Этой ночью черноты не было. Яэль стояла у окна Адель Вулф и заметила лишь смесь оранжевого и серого: собирался дождь, возможно, со снегом. Цвета шторма. Отражение Адель повисло напротив нее. Победительница уставилась на Яэль с тем же выражением уверенности в глазах.
Кто ты?
Лишь однажды Генрика осмелилась спросить у Яэль, как она выглядит на самом деле. До игл доктора Гайера. До жжения, хлорки и сдвигов кожи. До множества чужих женских лиц. («Спорим у тебя были самые красивые темные волосы на свете», — говорила она. «Мне кажется, ты похожа на кудрявую девушку. С длинными, восхитительными кудрями») Тогда Яэль открыла рот, чтобы ответить, но поняла, что не помнит.
Она не помнит. Она не помнит.
Каким нужно быть человеком, чтобы забыть собственное лицо?
(«Все в порядке» — говорила Генрика. Главное то, что у тебя внутри)
Но что было у нее внутри? Внушительный коктейль различных химикатов. Что-то, чему она не особо доверяла. (Разве способны были эти иглы привнести в нее хорошее?) Цепные реакции тела Яэль, которые она всеми силами пыталась изучить, усвоить, понять. Но ни одна из книг Генрики по биологии или органической химии не объясняла ее перевоплощений.
Что бы ни таилось внутри Яэль, это было чем-то совершенно новым. Революционным.
Небо осветилось, облака извергли из себя яркую молнию. Вспышка стерла лицо Адель. Стерла ее. Все, что видела Яэль — шторм, проносившийся над квартирами Германии, а еще очертания Волкшелла, огромного здания, возведенного Гитлером в честь Великой Победы Аксиса. (Его купол, красовавшийся на высоте в 290 метров, был единственным заметным очертанием при виде на горизонт Германии.) Яэль задумалась, продлится ли плохая погода до завтра. Начнется ли тур Аксис репортажами от промокших журналистов.
Капли мокрого снега бились о стекло. Как будто отвечая.
Яэль задвинула шторы и повернулась к кровати. Она неплохо прибралась. Каспер довольно быстро разобрался с победительницей Вулф, засунув ее неподвижное тело в кузов грузовика и отправившись обратно в штаб-квартиру к Генрике, где Адель будет находиться до конца тура Аксис.
От следов крови избавиться было сложнее. Когда настоящую Адель увезли из квартиры и Яэль осталась одна, девушка осознала, как много красных кровяных клеток пролилось на мебель и пол.
Их можно было легко заметить с входной двери. С помощью полотенец, различных чистящих средств и щетки она управилась с этой проблемой лишь за час.
Теперь все было готово. Она превратилась в Адель: выглядела и разговаривала, как Адель, спала в кровати Адель. Яэль присела на матрас, закатила левый рукав и осмотрела новую татуировку. Волк Влада все еще был красноватым и немного выпуклым. Слишком чувствителен для прикосновений.
За другими она проследила пальцем, произнося их имена в тишине:
— Бабушка, Мама, Мириам…
Их поглотил пепел.
— Аарон-Клаус, Влад, — проглотила Яэль. Пять волков. Четыре воспоминания и одно напоминание.
Ее потери насчитывали гораздо больше…, но четыре плюс один — их она могла запомнить, в таком числе. С этим числом она могла справиться, не позволяла ему разорвать ее на маленькие кусочки, как клешнями. Иногда (обычно) горю нечем было кормиться. Яэль была пустым телом.

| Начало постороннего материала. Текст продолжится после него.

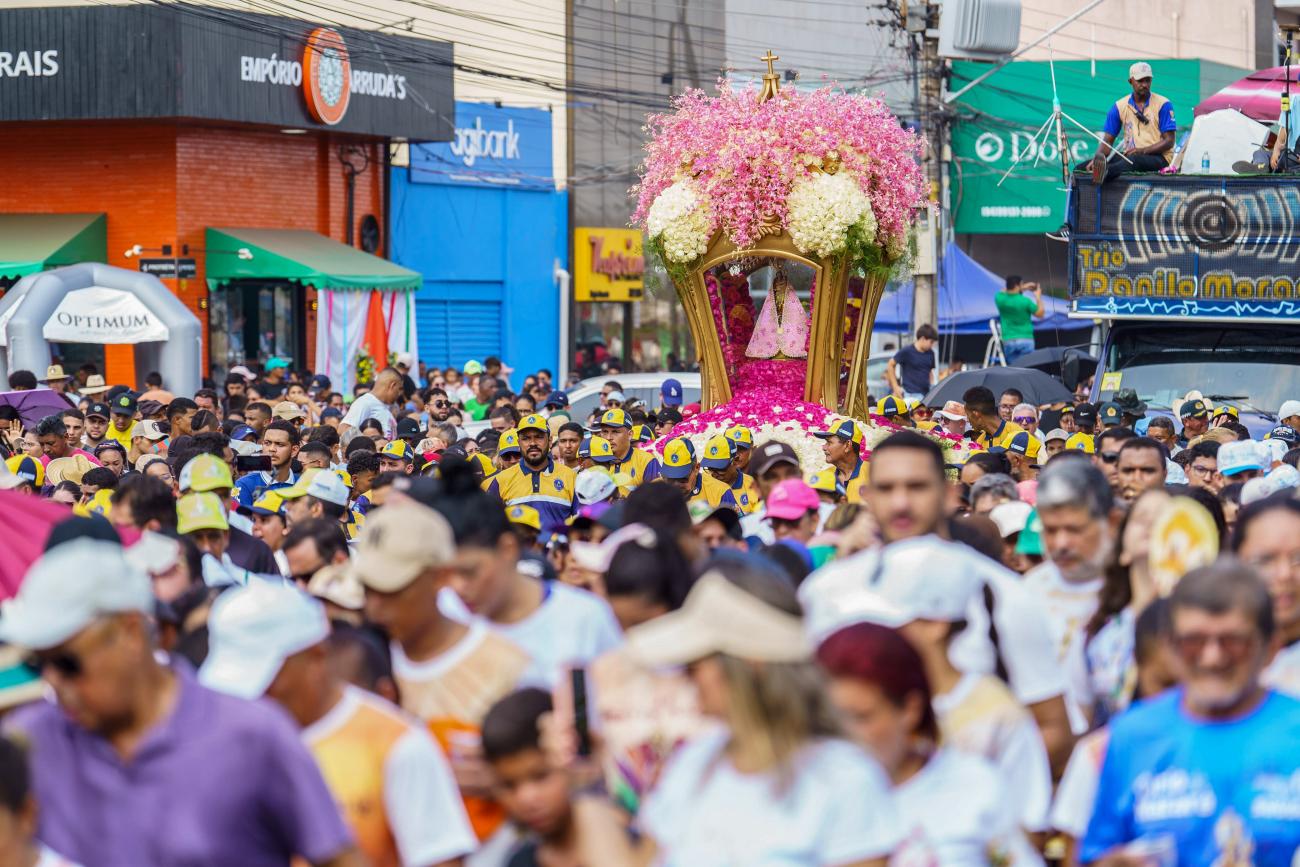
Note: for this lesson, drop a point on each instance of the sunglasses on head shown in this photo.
(66, 663)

Вешалкой, на которой красовалась симпатичная кожа.
Кто ты? (Внутри?)
Чтобы ответить на этот вопрос, Яэль нужно было бороться. Ее отражение и вовсе не было отражением. Оно было разбитым зеркалом. Иногда ей приходилось складывать и соединять недостающие или утерянные частицы, снова и снова. Воспоминание за воспоминанием. Потеря за потерей. Волк за волком.
Притворяться было легко (даже слишком легко). Заполнить пустоту внутри себя другими жизнями. Бернис Вогт. Мина Джагер. Адель Вулф. Им никогда не приходилось сталкиваться с тем дымом или смотреть, как шприц проникает под кожу. Им никогда не приходилось смотреть в глаза Ангелу Смерти. Снова и снова и снова.
Потеряться было слишком легко.
Поэтому каждый вечер, прежде чем уснуть, она закатывала рукав, прослеживала путь волков и произносила их имена. Потому что где-то там, в этих фрагментах погибших душ и утерянных воспоминаний, была Яэль.
Не химикаты, а сама эссенция. Настоящая Яэль.
Она уже потеряла свое лицо. Она не могла позволить остальной части себя (какой бы темной и сломанной она ни была) ускользнуть. Поэтому она называла имена. Ей было больно, она чувствовала ярость.